Der Bürger hat das Seinige bereits getan: indem er in 2018 (Bürgermeister) und in 2020 (Gemeinderat) gewählt hat. Jetzt kann er "nur" seine konstruktive Meinung kundtun, sich unterstützend einbringen (z.B. durch Optimierungsvorschläge) und das Gespräch mit Bürgermeisterin und Gemeinderat suchen. Anders gesagt: Wir Bürger können an politischen Planungen und Entscheidungen nur beteiligt werden über die Einbeziehung unserer Meinungen und Erfahrungen. Eine gute Möglichkeit hierzu wäre der beim Prozess der Leitziele ("gemeindepolitisches Gesamtkonzept") notwendig vorgesehene Bürgerinput.
Wenn ich es richtig verstehe, werden zur vollständigen Bezahlung des gewohnten Gemeindelebens, Geldreserven aufgelöst und Immobilien verkauft. Dies stimmt mich nachdenklich, was die Zukunft Tutzings betrifft. Es mag in einen kommunalen Haushalt anders gesehen werden, aber wenn ich die Situation auf einen privaten Haushalt übertrage, würde es ganz klar heißen: wir leben über unsere Verhältnisse und müssen entweder unser Einkommen erhöhen/oder/und die Ausgaben kürzen. Jedenfalls könnten wir nicht wie gewohnt weiter machen!
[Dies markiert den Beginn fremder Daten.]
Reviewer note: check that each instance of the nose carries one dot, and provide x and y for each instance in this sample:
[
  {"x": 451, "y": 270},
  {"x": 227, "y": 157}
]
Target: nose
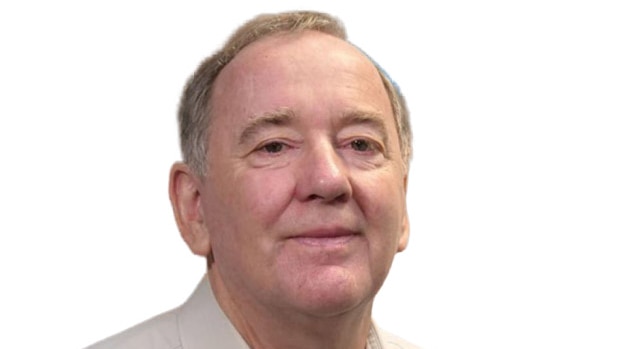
[{"x": 323, "y": 175}]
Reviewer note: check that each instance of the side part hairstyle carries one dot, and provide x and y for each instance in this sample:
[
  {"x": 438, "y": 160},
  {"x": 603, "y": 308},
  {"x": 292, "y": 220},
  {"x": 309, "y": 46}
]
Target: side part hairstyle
[{"x": 195, "y": 104}]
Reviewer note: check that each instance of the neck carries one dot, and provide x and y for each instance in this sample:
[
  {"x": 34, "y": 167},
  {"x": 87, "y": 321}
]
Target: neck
[{"x": 263, "y": 326}]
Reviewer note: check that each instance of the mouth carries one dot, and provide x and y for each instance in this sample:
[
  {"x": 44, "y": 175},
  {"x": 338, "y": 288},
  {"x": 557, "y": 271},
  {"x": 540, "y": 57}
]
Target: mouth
[{"x": 325, "y": 237}]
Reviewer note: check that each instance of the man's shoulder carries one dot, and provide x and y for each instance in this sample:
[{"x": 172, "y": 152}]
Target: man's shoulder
[
  {"x": 159, "y": 332},
  {"x": 392, "y": 341}
]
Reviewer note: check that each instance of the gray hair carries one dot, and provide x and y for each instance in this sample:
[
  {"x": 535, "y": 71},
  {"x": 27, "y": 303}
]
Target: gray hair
[{"x": 195, "y": 104}]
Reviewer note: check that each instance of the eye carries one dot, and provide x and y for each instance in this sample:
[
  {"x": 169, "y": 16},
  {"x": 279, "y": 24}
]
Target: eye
[
  {"x": 272, "y": 147},
  {"x": 362, "y": 145}
]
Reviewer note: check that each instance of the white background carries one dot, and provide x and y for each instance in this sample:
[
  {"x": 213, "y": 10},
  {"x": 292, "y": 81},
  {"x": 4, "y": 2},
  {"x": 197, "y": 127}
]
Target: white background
[{"x": 514, "y": 190}]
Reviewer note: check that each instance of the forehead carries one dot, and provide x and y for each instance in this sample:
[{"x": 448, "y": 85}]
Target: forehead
[{"x": 306, "y": 70}]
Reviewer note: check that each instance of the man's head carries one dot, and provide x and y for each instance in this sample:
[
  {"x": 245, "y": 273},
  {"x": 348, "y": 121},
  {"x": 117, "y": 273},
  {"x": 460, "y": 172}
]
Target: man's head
[
  {"x": 301, "y": 202},
  {"x": 195, "y": 105}
]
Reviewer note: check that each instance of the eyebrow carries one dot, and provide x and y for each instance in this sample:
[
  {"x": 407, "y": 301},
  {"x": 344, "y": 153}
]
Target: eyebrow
[
  {"x": 285, "y": 116},
  {"x": 373, "y": 119},
  {"x": 279, "y": 117}
]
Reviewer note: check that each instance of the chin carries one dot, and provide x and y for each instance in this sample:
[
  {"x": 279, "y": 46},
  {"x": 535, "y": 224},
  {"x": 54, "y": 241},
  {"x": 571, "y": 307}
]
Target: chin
[{"x": 333, "y": 292}]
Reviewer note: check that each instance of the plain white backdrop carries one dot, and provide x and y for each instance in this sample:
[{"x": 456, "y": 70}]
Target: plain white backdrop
[{"x": 514, "y": 194}]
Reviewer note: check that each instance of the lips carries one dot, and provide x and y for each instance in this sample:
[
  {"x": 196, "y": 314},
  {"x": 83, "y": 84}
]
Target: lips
[{"x": 325, "y": 237}]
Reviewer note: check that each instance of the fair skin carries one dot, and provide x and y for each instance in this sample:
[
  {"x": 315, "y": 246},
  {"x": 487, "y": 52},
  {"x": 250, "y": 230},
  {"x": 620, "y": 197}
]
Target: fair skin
[{"x": 303, "y": 201}]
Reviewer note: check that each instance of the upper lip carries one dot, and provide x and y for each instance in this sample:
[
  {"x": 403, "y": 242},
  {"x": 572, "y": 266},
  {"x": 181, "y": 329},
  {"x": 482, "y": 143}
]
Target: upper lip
[{"x": 329, "y": 232}]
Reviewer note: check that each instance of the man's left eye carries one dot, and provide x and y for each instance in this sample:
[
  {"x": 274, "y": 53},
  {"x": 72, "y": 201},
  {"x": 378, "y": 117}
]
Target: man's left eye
[{"x": 361, "y": 145}]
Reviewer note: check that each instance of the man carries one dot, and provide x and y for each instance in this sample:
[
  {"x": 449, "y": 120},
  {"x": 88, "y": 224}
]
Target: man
[{"x": 296, "y": 149}]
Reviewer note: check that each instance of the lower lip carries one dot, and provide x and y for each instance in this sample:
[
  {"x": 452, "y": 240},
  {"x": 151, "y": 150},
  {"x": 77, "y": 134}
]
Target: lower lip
[{"x": 326, "y": 241}]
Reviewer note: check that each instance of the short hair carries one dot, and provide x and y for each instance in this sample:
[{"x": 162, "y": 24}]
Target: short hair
[{"x": 195, "y": 104}]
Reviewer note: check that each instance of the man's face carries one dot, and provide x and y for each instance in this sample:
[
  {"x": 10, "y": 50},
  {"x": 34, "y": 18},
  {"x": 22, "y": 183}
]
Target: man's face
[{"x": 304, "y": 194}]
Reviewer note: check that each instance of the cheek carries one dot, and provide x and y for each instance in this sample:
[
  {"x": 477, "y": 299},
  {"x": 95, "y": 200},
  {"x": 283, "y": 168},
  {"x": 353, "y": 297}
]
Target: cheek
[
  {"x": 382, "y": 202},
  {"x": 262, "y": 195}
]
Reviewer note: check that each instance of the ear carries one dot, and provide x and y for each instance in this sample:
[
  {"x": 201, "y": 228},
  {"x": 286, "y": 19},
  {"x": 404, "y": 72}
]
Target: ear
[
  {"x": 184, "y": 190},
  {"x": 405, "y": 225}
]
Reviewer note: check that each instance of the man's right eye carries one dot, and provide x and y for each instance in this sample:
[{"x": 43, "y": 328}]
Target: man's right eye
[{"x": 272, "y": 147}]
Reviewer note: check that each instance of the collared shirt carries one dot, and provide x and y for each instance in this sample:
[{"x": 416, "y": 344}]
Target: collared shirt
[{"x": 201, "y": 324}]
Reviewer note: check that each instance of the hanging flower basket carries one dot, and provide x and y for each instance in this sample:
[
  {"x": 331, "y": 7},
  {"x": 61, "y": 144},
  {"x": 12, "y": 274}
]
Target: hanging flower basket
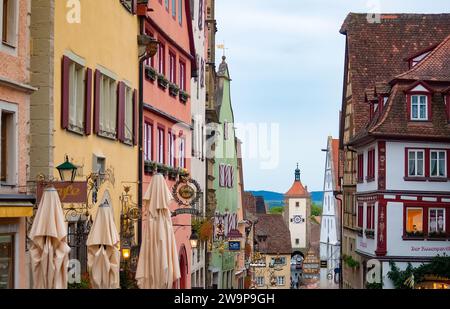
[{"x": 150, "y": 73}]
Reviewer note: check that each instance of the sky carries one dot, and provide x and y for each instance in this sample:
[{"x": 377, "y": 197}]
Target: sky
[{"x": 286, "y": 60}]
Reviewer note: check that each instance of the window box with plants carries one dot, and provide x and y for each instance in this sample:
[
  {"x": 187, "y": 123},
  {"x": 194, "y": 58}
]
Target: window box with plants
[
  {"x": 184, "y": 96},
  {"x": 370, "y": 234},
  {"x": 172, "y": 173},
  {"x": 437, "y": 235},
  {"x": 163, "y": 82},
  {"x": 150, "y": 73},
  {"x": 162, "y": 169},
  {"x": 173, "y": 89},
  {"x": 150, "y": 167}
]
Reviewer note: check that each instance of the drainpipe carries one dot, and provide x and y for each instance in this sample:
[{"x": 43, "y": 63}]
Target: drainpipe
[{"x": 341, "y": 277}]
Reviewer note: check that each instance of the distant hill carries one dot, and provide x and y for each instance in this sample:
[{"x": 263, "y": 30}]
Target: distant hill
[{"x": 275, "y": 199}]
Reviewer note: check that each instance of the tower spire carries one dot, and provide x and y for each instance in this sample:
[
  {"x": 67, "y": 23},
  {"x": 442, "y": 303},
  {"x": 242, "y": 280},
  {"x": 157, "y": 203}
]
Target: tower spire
[{"x": 297, "y": 173}]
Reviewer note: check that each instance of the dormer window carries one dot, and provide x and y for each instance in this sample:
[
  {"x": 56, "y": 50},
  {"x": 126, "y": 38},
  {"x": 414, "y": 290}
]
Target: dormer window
[
  {"x": 419, "y": 103},
  {"x": 419, "y": 106}
]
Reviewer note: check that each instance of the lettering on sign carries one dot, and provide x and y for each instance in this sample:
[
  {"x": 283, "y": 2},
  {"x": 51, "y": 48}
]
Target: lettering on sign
[
  {"x": 69, "y": 192},
  {"x": 430, "y": 249}
]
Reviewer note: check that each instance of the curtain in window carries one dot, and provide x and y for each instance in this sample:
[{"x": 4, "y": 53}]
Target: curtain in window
[
  {"x": 423, "y": 107},
  {"x": 442, "y": 164},
  {"x": 415, "y": 107},
  {"x": 412, "y": 164},
  {"x": 436, "y": 221},
  {"x": 414, "y": 218}
]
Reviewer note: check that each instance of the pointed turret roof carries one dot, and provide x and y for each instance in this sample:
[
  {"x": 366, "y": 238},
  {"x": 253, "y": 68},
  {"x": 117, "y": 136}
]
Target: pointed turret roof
[{"x": 297, "y": 189}]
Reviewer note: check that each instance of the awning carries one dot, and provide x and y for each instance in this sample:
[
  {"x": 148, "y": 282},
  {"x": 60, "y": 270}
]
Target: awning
[{"x": 16, "y": 209}]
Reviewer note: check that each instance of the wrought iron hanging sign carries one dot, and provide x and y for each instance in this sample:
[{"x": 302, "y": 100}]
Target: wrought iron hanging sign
[{"x": 187, "y": 193}]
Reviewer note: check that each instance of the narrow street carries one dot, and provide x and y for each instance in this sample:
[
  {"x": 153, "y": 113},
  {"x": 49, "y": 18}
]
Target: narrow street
[{"x": 230, "y": 145}]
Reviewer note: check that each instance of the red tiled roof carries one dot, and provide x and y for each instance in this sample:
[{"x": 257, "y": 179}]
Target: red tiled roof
[
  {"x": 377, "y": 51},
  {"x": 434, "y": 67},
  {"x": 297, "y": 190},
  {"x": 278, "y": 235}
]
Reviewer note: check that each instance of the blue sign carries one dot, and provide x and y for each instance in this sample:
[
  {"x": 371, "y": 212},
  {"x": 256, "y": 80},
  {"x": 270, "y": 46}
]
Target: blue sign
[{"x": 234, "y": 245}]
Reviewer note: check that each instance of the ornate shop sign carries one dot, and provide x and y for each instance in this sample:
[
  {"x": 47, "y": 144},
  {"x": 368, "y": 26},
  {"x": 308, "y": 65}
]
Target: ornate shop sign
[
  {"x": 69, "y": 192},
  {"x": 187, "y": 193}
]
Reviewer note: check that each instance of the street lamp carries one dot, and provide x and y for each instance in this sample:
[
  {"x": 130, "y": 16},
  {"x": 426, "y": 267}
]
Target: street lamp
[
  {"x": 194, "y": 240},
  {"x": 67, "y": 170},
  {"x": 148, "y": 46}
]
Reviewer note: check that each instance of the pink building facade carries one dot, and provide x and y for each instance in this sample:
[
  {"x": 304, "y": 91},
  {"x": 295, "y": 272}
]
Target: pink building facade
[{"x": 167, "y": 109}]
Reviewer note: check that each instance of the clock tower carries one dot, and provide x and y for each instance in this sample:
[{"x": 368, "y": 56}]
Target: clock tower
[{"x": 296, "y": 213}]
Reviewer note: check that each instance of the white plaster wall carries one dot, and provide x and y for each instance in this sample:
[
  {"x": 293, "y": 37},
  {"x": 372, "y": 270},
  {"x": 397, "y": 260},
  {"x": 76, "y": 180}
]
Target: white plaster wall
[
  {"x": 399, "y": 247},
  {"x": 298, "y": 231},
  {"x": 395, "y": 168}
]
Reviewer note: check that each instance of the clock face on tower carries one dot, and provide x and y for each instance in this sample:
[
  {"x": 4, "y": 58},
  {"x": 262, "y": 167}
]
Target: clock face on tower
[{"x": 297, "y": 219}]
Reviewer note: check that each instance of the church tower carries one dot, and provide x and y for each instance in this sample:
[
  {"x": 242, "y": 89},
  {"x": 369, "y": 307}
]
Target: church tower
[
  {"x": 296, "y": 213},
  {"x": 330, "y": 250}
]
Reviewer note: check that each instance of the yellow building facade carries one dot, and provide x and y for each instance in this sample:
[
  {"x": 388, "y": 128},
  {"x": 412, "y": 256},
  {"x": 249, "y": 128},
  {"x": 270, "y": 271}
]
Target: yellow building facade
[
  {"x": 273, "y": 272},
  {"x": 84, "y": 62}
]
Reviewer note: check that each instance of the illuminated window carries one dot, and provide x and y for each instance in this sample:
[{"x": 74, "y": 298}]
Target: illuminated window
[
  {"x": 414, "y": 220},
  {"x": 436, "y": 220}
]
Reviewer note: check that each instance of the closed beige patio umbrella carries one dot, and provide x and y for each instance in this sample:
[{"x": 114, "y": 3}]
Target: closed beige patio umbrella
[
  {"x": 49, "y": 250},
  {"x": 158, "y": 265},
  {"x": 103, "y": 254}
]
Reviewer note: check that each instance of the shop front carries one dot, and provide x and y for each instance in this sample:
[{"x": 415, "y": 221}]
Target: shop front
[{"x": 14, "y": 209}]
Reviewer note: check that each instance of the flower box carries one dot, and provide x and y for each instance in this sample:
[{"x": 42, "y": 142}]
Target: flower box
[
  {"x": 150, "y": 73},
  {"x": 162, "y": 81},
  {"x": 415, "y": 235},
  {"x": 162, "y": 169},
  {"x": 173, "y": 89},
  {"x": 184, "y": 96}
]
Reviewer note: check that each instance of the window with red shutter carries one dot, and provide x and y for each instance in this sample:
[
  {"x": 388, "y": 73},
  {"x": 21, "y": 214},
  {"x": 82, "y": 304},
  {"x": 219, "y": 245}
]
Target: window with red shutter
[
  {"x": 148, "y": 142},
  {"x": 370, "y": 217},
  {"x": 88, "y": 103},
  {"x": 65, "y": 92},
  {"x": 121, "y": 112},
  {"x": 361, "y": 168},
  {"x": 222, "y": 175},
  {"x": 135, "y": 117},
  {"x": 371, "y": 165},
  {"x": 360, "y": 215},
  {"x": 97, "y": 82}
]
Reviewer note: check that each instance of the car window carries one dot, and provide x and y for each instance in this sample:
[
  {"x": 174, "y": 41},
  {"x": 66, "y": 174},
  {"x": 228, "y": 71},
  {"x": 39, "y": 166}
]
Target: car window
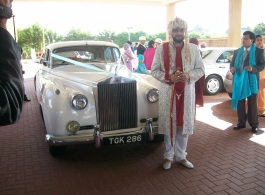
[
  {"x": 85, "y": 54},
  {"x": 205, "y": 53},
  {"x": 225, "y": 57}
]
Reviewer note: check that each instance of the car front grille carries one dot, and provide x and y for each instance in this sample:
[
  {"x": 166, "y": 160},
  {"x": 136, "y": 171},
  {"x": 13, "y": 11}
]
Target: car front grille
[{"x": 117, "y": 104}]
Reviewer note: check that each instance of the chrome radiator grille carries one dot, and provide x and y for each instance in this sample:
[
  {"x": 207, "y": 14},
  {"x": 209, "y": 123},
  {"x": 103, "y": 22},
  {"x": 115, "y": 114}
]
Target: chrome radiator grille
[{"x": 117, "y": 104}]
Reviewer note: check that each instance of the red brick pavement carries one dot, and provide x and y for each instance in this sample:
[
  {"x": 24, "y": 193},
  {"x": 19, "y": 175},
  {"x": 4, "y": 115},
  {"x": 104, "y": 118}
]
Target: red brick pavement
[{"x": 226, "y": 161}]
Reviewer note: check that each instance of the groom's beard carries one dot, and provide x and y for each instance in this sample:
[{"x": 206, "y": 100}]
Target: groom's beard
[{"x": 179, "y": 40}]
Daher finde ich diesen Weckruf, die kommunale Haushaltslage Tutzings jetzt konzeptionell, zusammen mit den Bürgern, zu überdenken und konkrete Ziele anzugehen, wirklich gut!
zu Ihrer Information, die Rede unseres Bundestagsabgeordneten Stefan Schmidt vom Dezember 2019:
https://www.gruene-bundestag.de/parlament/bundestagsreden/altschuldenfonds-fuer-kommunen
und im Bundestagswahlprogramm (Vorschlag des Vorstandes, wird auf dem Bundesparteitag noch diskutiert und verabschiedet)
ab Seite 72
https://cms.gruene.de/uploads/documents/2021_Wahlprogrammentwurf.pdf
Viele Grüße
Bernd Pfitzner
Geht's um Tutzings Gemeindefinanzen hört man seit den goldenen Zeiten, als man noch sorgenfrei im Boehringer-Geld schwamm, längst nur noch mahnende und beklagende Worte.
Lange Staus bei Investitionen und immer wieder hinausgeschobene Sanierungen allenthalben.
Jetzt kommen auch noch die pandemiebedingten Belastungen obendrauf.
Da erinnere ich mich ins letztes Jahr zurück und an eine leise Diskussion über einen kommunalen Schuldenschnitt. Auch Kanzlerkandidat Olaf Scholz hat das kürzlich nochmals gefordert. Er sprach Ende April von einer sog. STUNDE NULL für die Kommunen.
Wenn man bedenkt welche Industrien letztes Jahr erst staatliche Unterstützung in Milliardenhöhe offensiv forderten und bekamen, um anschließend Rekordgewinne zu bilanzieren (und an die Aktionäre im In- & Ausland auszuschütten) ...
Warum nicht auch mal die leidenden Kommunen im eigenen Land entlasten?
Meine Fragen an unsere Tutzinger Gemeinderäte:
-> Wie schätzen Sie dieses Thema ein?
-> Und wird ein kommunaler Schuldenschnitt von Ihren jeweiligen Parteien nachdrücklich unterstützt?